PRIMER AMOR
› Por Paula Jiménez
En febrero del ’90, ella y yo bailábamos Erasure, usábamos pantalones rotos, camisas Ombú, y unos flequillos muy cortos, copiados de la linda Susana Romero en la propaganda de cigarrillos que musicalizaba Raúl Porchetto. Nos habían dicho que la ginebra no dejaba resaca y por eso se volvió nuestra bebida favorita; la bebíamos más barata en Salamanca y después en Torremolinos, una disco frente al muelle de pescadores que duró cuatro o cinco temporadas seguidas. Una noche, ebrias, terminamos peleándonos a los gritos como dos enamoradas despechadas en la puerta de aquel boliche. La Bols no dejaba resaca, no; pero con extraordinaria facilidad hacía que nuestros secretos salieran a la luz de la noche que, como un negativo, invertía forma y fondo, sueño y realidad. Y ésa era la realidad, no había dudas, aunque más tarde ella prefiriera pensar que la vida, como dice el libro, estaba en otra parte. La vida está donde está y ése fue el problema. Una tarde mirábamos el mar, el agua era plateada y hermosa como siempre, o hermoso era su brazo rozando el mío, más real que todo lo demás. El calor de su piel era real. Y yo me enamoré de la realidad. Le dije: “Creo que me enamoré de vos”. Ella contestó que también, y me preguntó: “¿O con lo sexual que soy yo, qué pensabas, que no tuve fantasías?”. Me había ganado por varios cuerpos, empezando por el mío, al que yo casi desconocía y con el que ella ya había fantaseado. Ibamos por la calle 22 y la abracé. Casi en 24 y 13, me pidió que la soltara por si nos veían sus padres.
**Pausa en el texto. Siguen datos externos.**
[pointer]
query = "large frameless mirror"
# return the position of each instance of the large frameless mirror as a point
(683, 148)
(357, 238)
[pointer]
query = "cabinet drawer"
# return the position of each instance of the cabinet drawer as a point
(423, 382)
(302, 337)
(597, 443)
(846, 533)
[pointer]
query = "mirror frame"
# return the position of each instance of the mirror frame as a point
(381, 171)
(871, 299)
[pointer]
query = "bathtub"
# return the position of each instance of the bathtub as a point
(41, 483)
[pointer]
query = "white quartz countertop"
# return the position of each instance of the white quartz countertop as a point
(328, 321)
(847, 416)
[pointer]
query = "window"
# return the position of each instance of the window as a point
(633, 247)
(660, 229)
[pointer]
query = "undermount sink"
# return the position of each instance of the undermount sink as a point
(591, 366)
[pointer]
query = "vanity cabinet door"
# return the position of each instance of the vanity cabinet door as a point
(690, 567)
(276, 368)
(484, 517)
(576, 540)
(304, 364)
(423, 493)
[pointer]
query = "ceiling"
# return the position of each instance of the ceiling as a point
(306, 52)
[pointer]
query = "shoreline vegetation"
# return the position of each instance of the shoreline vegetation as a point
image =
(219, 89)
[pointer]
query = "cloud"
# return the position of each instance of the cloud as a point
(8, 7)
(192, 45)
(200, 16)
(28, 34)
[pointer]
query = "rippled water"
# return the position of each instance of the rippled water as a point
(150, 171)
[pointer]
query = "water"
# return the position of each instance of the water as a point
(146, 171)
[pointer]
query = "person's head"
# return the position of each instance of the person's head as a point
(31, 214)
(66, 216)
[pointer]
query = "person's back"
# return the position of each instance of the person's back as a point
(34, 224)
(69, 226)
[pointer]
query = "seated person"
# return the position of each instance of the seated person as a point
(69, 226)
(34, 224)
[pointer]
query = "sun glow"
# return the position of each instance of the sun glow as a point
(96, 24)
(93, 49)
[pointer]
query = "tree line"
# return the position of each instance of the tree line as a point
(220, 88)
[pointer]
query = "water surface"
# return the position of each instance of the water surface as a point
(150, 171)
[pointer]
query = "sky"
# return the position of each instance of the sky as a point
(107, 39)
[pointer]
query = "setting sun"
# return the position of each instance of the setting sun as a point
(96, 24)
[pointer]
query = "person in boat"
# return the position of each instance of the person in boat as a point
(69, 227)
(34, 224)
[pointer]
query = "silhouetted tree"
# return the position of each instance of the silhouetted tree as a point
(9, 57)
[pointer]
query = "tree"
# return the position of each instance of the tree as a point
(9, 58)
Esa noche, como siempre, nos encontramos en Salamanca para terminar en Torremolinos, beber ginebra, fumar, y todo eso. Al llegar me dijo: “Lo pensé mejor, toda la tarde; y no es lo que quiero”. Estaba seria, como no era ella. Tenía una pollera larguísima, una torerita de hilo negro y el pelo suelto, los rulos parecían más armados y brillaban, caían redondos a los costados de su cara, de sus ojos rasgados. Por supuesto, su indiferencia la volvía más linda. O mi desazón. Después se fue. Caminé sola por la costanera y, ya de madrugada, conocí a un chico que vagaba por ahí. Juntos bajamos al espigón desde donde yo había mirado el mar con ella, horas atrás. Nos sentamos en las rocas. Me colgué de sus hombros, cerré los ojos y lo besé. Era muy fácil. Al día siguiente ella se tomó un tren a Capital, me enteré por su papá cuando, como todas las mañanas, aquélla también la pasé a buscar para ir a la playa. Ese fue el día en que el verano terminó.